For years, voting-rights advocates have been quietly urging Democrats and the Obama administration to fully embrace the fight over access to the ballot as a defining civil-rights issue of our day. This was the week when it finally happened. The heightened rhetoric, which came from President Obama and other heavyweights in his party, is the latest sign that voting rights are likely to be a front-burner issue when Americans go to the polls this fall—at least if Democrats have their way.

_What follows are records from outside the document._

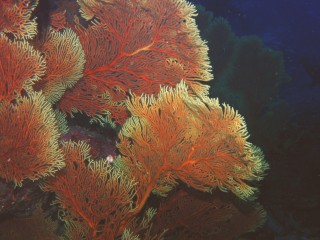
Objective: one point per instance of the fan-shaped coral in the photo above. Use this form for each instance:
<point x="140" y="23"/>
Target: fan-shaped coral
<point x="20" y="67"/>
<point x="65" y="62"/>
<point x="29" y="140"/>
<point x="136" y="45"/>
<point x="15" y="18"/>
<point x="95" y="198"/>
<point x="177" y="136"/>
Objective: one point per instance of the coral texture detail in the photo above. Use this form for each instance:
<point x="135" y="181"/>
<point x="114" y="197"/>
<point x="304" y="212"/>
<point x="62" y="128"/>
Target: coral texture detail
<point x="96" y="197"/>
<point x="178" y="136"/>
<point x="137" y="46"/>
<point x="29" y="140"/>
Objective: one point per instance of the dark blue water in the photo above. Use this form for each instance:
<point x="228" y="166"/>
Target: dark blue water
<point x="291" y="192"/>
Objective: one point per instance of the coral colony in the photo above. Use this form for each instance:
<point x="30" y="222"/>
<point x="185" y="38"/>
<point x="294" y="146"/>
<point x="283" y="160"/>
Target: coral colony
<point x="183" y="167"/>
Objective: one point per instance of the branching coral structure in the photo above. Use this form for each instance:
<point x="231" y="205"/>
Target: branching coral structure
<point x="141" y="65"/>
<point x="178" y="136"/>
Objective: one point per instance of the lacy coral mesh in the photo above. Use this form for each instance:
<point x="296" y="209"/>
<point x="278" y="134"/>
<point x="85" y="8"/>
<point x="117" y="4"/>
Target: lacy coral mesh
<point x="178" y="136"/>
<point x="136" y="46"/>
<point x="95" y="196"/>
<point x="15" y="18"/>
<point x="29" y="140"/>
<point x="20" y="67"/>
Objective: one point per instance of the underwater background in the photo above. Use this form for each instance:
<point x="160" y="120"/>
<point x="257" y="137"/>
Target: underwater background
<point x="285" y="99"/>
<point x="265" y="58"/>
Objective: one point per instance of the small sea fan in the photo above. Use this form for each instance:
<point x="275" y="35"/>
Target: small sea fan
<point x="29" y="140"/>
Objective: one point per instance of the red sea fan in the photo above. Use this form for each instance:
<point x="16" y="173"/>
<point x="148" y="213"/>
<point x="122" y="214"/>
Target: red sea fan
<point x="137" y="46"/>
<point x="178" y="136"/>
<point x="28" y="140"/>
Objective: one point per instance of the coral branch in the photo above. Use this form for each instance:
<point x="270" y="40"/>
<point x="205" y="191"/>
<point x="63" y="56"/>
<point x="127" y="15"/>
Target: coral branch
<point x="29" y="140"/>
<point x="136" y="46"/>
<point x="196" y="140"/>
<point x="15" y="18"/>
<point x="65" y="62"/>
<point x="20" y="67"/>
<point x="95" y="198"/>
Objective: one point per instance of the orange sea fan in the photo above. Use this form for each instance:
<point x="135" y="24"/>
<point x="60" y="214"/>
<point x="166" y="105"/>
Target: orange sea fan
<point x="15" y="18"/>
<point x="28" y="140"/>
<point x="136" y="45"/>
<point x="95" y="197"/>
<point x="178" y="136"/>
<point x="20" y="67"/>
<point x="65" y="62"/>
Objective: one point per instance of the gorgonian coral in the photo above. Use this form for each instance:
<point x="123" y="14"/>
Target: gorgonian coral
<point x="29" y="140"/>
<point x="135" y="45"/>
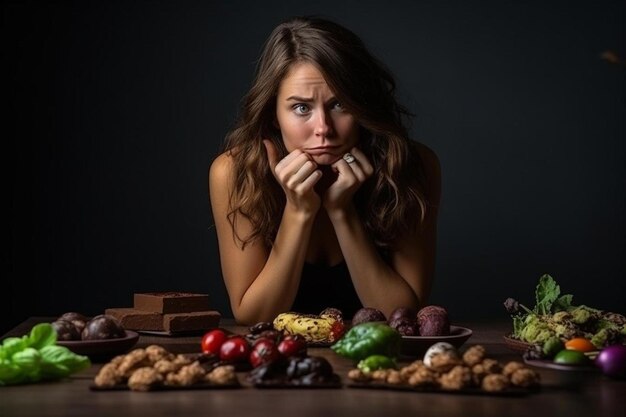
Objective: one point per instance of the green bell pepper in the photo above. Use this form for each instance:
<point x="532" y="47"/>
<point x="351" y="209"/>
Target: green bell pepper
<point x="375" y="362"/>
<point x="368" y="339"/>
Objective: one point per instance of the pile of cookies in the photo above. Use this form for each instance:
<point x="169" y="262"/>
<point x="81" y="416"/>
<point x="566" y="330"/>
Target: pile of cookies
<point x="154" y="367"/>
<point x="446" y="369"/>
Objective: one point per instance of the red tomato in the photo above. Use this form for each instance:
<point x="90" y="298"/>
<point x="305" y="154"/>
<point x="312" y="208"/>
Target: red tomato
<point x="263" y="351"/>
<point x="212" y="341"/>
<point x="235" y="349"/>
<point x="292" y="345"/>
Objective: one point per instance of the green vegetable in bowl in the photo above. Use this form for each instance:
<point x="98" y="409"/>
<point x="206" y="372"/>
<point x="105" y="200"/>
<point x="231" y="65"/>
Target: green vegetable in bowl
<point x="368" y="339"/>
<point x="36" y="357"/>
<point x="555" y="316"/>
<point x="375" y="362"/>
<point x="552" y="346"/>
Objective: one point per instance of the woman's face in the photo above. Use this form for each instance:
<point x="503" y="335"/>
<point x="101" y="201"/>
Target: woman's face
<point x="311" y="119"/>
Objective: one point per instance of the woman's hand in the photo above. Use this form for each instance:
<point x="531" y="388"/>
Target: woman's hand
<point x="297" y="174"/>
<point x="352" y="173"/>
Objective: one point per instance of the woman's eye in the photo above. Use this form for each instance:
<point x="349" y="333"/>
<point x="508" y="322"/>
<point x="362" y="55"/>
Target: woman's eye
<point x="301" y="108"/>
<point x="338" y="107"/>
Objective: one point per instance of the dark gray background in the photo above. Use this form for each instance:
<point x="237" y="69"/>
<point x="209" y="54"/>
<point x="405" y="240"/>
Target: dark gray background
<point x="117" y="109"/>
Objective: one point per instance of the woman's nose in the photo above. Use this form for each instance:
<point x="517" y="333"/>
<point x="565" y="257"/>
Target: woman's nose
<point x="323" y="124"/>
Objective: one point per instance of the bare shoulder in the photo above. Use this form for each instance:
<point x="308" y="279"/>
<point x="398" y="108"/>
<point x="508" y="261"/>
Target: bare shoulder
<point x="221" y="169"/>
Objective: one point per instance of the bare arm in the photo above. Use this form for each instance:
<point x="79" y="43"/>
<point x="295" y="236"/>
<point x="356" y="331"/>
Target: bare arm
<point x="406" y="280"/>
<point x="262" y="282"/>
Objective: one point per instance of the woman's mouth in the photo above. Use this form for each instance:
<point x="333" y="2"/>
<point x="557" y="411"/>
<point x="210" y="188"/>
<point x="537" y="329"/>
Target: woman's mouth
<point x="321" y="150"/>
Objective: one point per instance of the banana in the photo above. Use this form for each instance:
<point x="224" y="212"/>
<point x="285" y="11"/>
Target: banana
<point x="323" y="328"/>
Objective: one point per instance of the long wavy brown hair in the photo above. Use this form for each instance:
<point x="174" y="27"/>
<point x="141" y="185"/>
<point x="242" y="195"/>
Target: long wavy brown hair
<point x="392" y="201"/>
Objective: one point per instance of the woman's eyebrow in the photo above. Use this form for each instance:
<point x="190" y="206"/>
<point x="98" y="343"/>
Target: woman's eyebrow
<point x="298" y="98"/>
<point x="307" y="99"/>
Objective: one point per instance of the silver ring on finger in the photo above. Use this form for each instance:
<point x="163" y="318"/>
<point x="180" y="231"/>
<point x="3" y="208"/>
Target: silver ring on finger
<point x="349" y="158"/>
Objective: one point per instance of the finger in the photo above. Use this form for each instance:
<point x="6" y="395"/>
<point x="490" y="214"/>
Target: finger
<point x="364" y="163"/>
<point x="299" y="168"/>
<point x="310" y="181"/>
<point x="346" y="170"/>
<point x="272" y="153"/>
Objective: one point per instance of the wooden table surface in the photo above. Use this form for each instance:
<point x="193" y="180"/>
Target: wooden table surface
<point x="562" y="394"/>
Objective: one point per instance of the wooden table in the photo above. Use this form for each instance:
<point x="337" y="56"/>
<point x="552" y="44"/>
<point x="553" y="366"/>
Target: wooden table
<point x="562" y="394"/>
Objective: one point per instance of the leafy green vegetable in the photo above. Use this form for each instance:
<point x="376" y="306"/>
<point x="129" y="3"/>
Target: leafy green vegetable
<point x="36" y="357"/>
<point x="546" y="294"/>
<point x="554" y="316"/>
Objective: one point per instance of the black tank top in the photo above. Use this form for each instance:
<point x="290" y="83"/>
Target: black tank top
<point x="323" y="286"/>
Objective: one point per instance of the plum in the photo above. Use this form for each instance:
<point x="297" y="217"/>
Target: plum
<point x="103" y="327"/>
<point x="400" y="312"/>
<point x="65" y="330"/>
<point x="77" y="319"/>
<point x="433" y="321"/>
<point x="367" y="314"/>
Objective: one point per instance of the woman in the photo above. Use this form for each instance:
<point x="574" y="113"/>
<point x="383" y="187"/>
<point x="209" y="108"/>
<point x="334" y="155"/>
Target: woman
<point x="320" y="199"/>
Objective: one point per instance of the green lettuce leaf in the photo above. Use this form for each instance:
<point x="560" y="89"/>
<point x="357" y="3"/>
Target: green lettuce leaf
<point x="28" y="360"/>
<point x="546" y="293"/>
<point x="10" y="373"/>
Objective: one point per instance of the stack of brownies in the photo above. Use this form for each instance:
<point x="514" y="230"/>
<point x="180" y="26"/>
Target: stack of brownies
<point x="168" y="312"/>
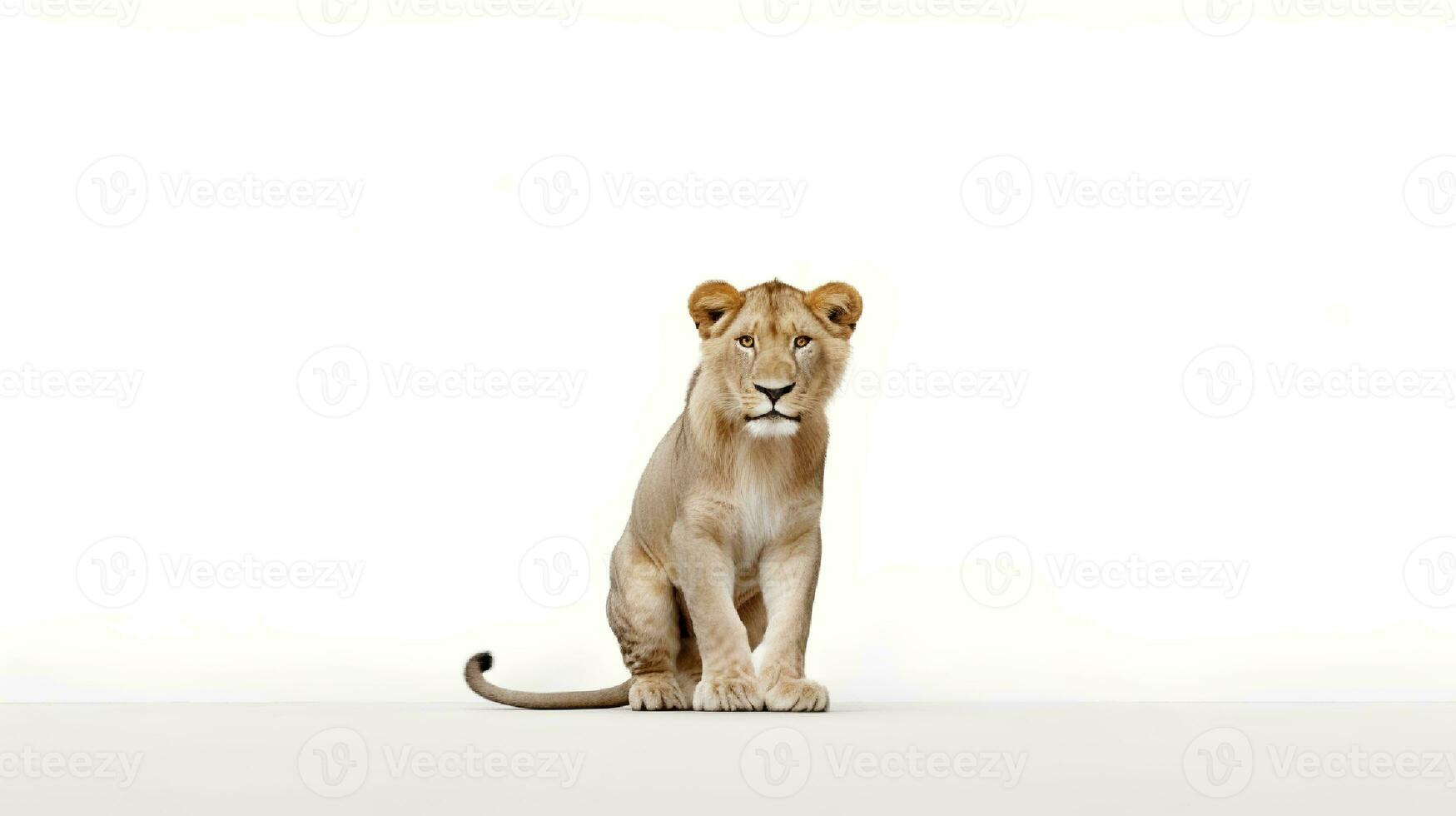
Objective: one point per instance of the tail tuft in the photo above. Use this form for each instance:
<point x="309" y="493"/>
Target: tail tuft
<point x="480" y="664"/>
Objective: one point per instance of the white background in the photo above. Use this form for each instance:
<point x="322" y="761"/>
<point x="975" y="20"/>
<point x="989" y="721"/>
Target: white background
<point x="1107" y="458"/>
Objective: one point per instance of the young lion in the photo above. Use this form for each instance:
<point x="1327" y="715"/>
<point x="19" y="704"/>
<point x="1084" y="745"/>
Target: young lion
<point x="723" y="548"/>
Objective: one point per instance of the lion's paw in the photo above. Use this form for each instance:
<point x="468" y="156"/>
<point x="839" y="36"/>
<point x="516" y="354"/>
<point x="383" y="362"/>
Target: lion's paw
<point x="797" y="695"/>
<point x="728" y="693"/>
<point x="657" y="693"/>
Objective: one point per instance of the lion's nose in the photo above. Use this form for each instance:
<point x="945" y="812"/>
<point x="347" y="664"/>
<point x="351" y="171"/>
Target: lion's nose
<point x="773" y="394"/>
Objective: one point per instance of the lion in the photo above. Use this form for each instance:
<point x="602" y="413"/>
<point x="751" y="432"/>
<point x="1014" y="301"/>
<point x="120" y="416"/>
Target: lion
<point x="721" y="551"/>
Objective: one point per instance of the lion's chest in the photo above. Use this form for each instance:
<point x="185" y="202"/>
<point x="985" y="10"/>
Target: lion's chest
<point x="762" y="516"/>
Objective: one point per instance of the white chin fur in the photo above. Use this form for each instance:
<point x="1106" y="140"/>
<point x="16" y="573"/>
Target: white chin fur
<point x="772" y="425"/>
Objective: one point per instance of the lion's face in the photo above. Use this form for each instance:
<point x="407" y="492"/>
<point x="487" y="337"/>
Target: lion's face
<point x="773" y="355"/>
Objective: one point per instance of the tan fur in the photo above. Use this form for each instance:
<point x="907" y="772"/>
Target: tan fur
<point x="721" y="553"/>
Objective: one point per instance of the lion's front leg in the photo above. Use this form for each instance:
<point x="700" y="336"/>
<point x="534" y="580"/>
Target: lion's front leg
<point x="788" y="576"/>
<point x="705" y="576"/>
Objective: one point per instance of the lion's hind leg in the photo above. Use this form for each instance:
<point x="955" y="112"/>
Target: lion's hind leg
<point x="644" y="617"/>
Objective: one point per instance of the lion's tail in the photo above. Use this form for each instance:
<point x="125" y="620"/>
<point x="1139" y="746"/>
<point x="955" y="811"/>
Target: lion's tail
<point x="476" y="668"/>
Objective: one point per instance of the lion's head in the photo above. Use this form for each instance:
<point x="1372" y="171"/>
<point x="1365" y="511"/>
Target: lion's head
<point x="772" y="355"/>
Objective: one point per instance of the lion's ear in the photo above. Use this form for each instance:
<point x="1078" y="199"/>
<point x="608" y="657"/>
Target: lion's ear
<point x="837" y="303"/>
<point x="709" y="303"/>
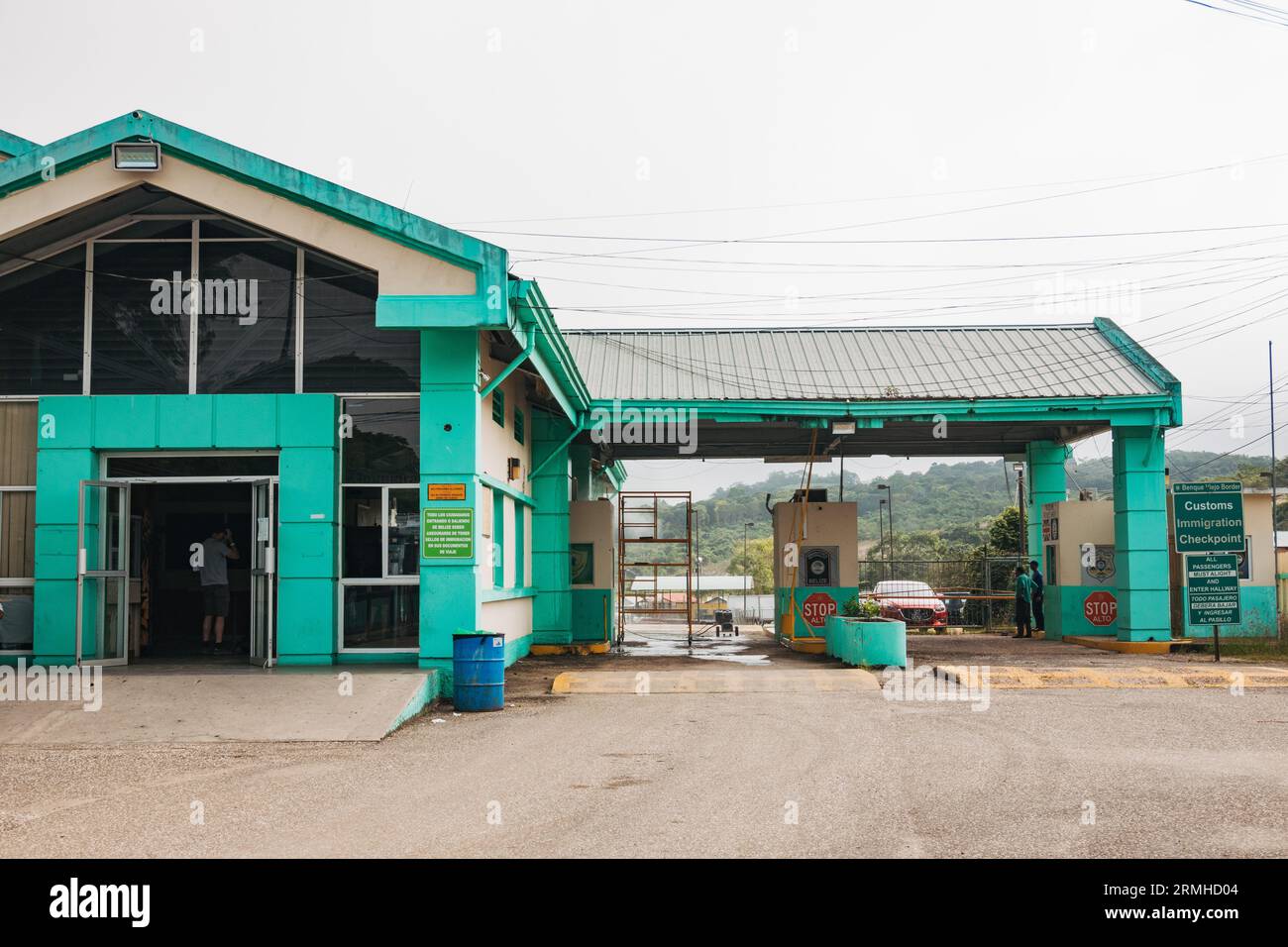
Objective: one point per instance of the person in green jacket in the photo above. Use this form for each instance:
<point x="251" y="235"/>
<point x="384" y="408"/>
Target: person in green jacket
<point x="1022" y="603"/>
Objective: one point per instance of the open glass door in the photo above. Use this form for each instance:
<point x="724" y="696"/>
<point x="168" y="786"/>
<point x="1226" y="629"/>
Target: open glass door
<point x="102" y="573"/>
<point x="263" y="574"/>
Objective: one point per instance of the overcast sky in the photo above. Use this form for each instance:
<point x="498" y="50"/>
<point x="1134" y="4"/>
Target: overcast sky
<point x="696" y="123"/>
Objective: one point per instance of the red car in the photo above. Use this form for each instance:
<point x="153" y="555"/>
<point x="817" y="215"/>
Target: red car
<point x="913" y="603"/>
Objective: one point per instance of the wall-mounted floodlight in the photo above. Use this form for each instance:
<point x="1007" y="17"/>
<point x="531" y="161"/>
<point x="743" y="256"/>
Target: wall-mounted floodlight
<point x="137" y="157"/>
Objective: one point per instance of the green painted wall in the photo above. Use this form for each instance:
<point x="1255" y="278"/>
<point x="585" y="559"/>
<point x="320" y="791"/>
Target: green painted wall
<point x="552" y="609"/>
<point x="1046" y="484"/>
<point x="1140" y="535"/>
<point x="75" y="431"/>
<point x="590" y="607"/>
<point x="450" y="454"/>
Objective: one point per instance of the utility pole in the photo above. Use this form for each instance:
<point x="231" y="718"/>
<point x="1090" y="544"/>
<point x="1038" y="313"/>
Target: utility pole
<point x="1274" y="489"/>
<point x="890" y="522"/>
<point x="885" y="553"/>
<point x="1019" y="502"/>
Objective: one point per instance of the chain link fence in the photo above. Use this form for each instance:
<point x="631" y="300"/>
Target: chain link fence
<point x="979" y="591"/>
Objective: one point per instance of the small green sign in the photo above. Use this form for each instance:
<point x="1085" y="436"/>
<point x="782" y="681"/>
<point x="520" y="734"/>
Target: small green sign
<point x="1212" y="589"/>
<point x="447" y="534"/>
<point x="1207" y="517"/>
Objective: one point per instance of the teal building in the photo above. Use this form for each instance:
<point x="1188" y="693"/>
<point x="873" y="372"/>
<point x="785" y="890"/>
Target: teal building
<point x="399" y="437"/>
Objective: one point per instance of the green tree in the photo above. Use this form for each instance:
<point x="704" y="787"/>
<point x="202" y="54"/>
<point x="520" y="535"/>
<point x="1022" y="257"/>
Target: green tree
<point x="1004" y="532"/>
<point x="756" y="564"/>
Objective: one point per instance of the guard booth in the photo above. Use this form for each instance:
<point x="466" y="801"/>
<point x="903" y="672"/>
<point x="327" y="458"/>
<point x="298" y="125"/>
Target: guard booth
<point x="1081" y="570"/>
<point x="825" y="575"/>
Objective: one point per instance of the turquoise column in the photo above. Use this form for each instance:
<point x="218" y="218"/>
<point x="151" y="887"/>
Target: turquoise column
<point x="1046" y="484"/>
<point x="449" y="454"/>
<point x="1140" y="535"/>
<point x="552" y="609"/>
<point x="580" y="458"/>
<point x="308" y="620"/>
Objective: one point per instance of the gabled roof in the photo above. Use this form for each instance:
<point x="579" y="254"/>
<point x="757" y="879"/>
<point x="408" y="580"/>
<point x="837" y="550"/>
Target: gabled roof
<point x="1086" y="361"/>
<point x="13" y="146"/>
<point x="95" y="144"/>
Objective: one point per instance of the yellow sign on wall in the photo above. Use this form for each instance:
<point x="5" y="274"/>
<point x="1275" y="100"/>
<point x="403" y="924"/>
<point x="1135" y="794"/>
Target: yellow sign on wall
<point x="445" y="491"/>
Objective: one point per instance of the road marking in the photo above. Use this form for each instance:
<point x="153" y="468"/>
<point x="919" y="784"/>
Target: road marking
<point x="1014" y="678"/>
<point x="739" y="681"/>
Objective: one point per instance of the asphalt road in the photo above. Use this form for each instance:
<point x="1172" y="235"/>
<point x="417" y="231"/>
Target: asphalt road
<point x="1190" y="772"/>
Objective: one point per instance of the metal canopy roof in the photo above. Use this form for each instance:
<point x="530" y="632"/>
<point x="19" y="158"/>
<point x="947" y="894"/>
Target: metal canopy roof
<point x="859" y="364"/>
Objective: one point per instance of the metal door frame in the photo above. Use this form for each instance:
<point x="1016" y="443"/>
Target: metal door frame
<point x="263" y="574"/>
<point x="121" y="575"/>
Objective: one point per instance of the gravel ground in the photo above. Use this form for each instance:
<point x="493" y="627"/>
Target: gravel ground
<point x="1164" y="772"/>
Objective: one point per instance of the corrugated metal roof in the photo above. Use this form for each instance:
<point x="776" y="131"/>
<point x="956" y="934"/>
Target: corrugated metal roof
<point x="854" y="364"/>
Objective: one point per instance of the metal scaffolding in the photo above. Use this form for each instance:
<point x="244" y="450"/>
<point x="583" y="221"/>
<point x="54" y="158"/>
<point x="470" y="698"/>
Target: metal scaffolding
<point x="642" y="538"/>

In a speech at the National Action Network convention in New York City Friday afternoon, Obama used his most forceful language yet on the subject to condemn Republican efforts to make voting harder. “The right to vote is threatened today in a way that it has not been since the Voting Rights Act became law nearly five decades ago,” the president said. “Across the country, Republicans have led efforts to pass laws making it harder, not easier, for people to vote.”
Obama continually linked today’s battles to the historic movement for African-American voting rights half a century ago, invoking the three young civil-rights activists who were murdered in Mississippi in 1964 while registering voters.
“Americans did not stand up and did not march and did not sacrifice to gain the right to vote, for themselves and for others, only to see it denied to their kids and their grandkids,” Obama said, drawing raucous cheers from the crowd. “We’ve got to pay attention to this.”
Obama even took time to dissect the arguments of those who argue that voter ID laws are needed to stop fraud, citing a study showing a fraud rate of just 0.00002%.
“So let’s be clear,” Obama said. “The real voter fraud is people who try to deny our rights by making bogus arguments about voter fraud.”